Marsha piétine sur place, signe d'un scepticisme plus marqué que son frère.
— Si tu lui fais confiance, alors je lui ferai confiance aussi... soupire-t-elle. Je vais retourner voir Zineb, elle va sûrement poser des questions sur le soudain afflux magique que tu viens d'utiliser. Qu'est-ce que je lui dis ?
— La vérité ? Enfin... Une partie... On était partis échanger de l'aria, Nafi a joué les curieux — Il tourne un subtil froncement de sourcils pour me signifier ce qu'il pense de ces manières. — et un mas a tenté de se tailler un encas. Je suis resté avec lui pour le rassurer.
Je lève les yeux au ciel. « Le rassurer... » Je ne suis pas une chose fragile ! D'accord, j'admets avoir eu les chocottes. Juste un peu.

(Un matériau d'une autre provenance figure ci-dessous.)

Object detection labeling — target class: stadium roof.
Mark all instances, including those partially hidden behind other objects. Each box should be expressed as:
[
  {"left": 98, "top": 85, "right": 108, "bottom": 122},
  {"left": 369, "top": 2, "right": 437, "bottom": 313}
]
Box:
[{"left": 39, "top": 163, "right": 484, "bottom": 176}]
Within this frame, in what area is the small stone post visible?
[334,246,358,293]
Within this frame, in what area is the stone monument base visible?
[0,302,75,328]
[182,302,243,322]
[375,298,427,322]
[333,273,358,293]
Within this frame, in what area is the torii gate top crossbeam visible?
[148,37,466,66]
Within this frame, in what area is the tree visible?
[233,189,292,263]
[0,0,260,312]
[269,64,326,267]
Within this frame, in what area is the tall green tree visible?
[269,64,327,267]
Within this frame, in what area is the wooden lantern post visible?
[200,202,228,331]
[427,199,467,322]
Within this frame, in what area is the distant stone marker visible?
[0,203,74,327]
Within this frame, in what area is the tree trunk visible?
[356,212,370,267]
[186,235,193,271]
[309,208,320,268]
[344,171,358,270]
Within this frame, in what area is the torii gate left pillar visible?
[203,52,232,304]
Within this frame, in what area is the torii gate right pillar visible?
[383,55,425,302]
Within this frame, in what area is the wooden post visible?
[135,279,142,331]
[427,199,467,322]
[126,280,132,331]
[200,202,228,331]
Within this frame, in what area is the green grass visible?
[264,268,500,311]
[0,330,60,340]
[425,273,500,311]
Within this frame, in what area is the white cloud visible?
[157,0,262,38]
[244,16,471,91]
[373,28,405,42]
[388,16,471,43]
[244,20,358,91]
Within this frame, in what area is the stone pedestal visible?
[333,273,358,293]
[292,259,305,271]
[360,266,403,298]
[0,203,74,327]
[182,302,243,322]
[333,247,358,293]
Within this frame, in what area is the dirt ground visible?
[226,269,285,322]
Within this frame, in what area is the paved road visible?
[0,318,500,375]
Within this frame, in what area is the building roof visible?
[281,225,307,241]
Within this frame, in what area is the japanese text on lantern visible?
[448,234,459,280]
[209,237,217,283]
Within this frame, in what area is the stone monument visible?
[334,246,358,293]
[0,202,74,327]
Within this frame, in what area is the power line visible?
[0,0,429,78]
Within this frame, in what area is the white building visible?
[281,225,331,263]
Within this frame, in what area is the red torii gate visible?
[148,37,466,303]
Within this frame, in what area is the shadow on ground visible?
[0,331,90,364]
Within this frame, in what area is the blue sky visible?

Marsha acquiesce et nous abandonne, Hussein et moi. Mon ex-amant tourne un regard courroucé qui me donne envie de me faire tout petit. Finalement, je regrette presque que sa sœur nous ait laissés. Plutôt que de perdre mes moyens, j'attaque le premier :
— Ta sœur ? C'est quoi ce délire ?
— Pas ici.
Il scrute les environs enténébrés. Après tout, si je me suis glissé jusqu'à eux, quelqu'un d'autre l'a pu aussi. Hussein m'entraîne plus loin, dans une chape d'obscurité indicible, loin des lueurs rémanentes du camp. Je prends garde à soulever mes pieds pour éviter une pierre traître — mon fessier garde quelques élancements de ma précédente chute — et me repère au ruissellement régulier du cours d'eau à ma gauche. Quand mon guide nous estime à l'abri des regards et des oreilles indiscrètes, il se lance :
— Marsha n'est pas vraiment une dévote d'Ameretat.
— Sans blague.
— Elle travaille pour une cellule reliée à la Ziggurat des Émirats ; la surveillance des groupuscules religieux. Comme tu le sais, la sorcellerie et la religion font rarement bon ménage. Même si la plupart des grandes instances ahuristes collaborent avec les sahir parce qu'ils y sont obligés, les plus intégristes considèrent la magie comme une ingérence dans l'équilibre sacré d'Ohrmazd. Ma sœur avait donc pour rôle d'intégrer l'entourage de l'émir Al-Thueban pour rendre compte de tout agissement suspect des fervents Ameretat.
— Une espionne, donc.
— C'est ça. Mais, depuis la Faille, sa mission a changé.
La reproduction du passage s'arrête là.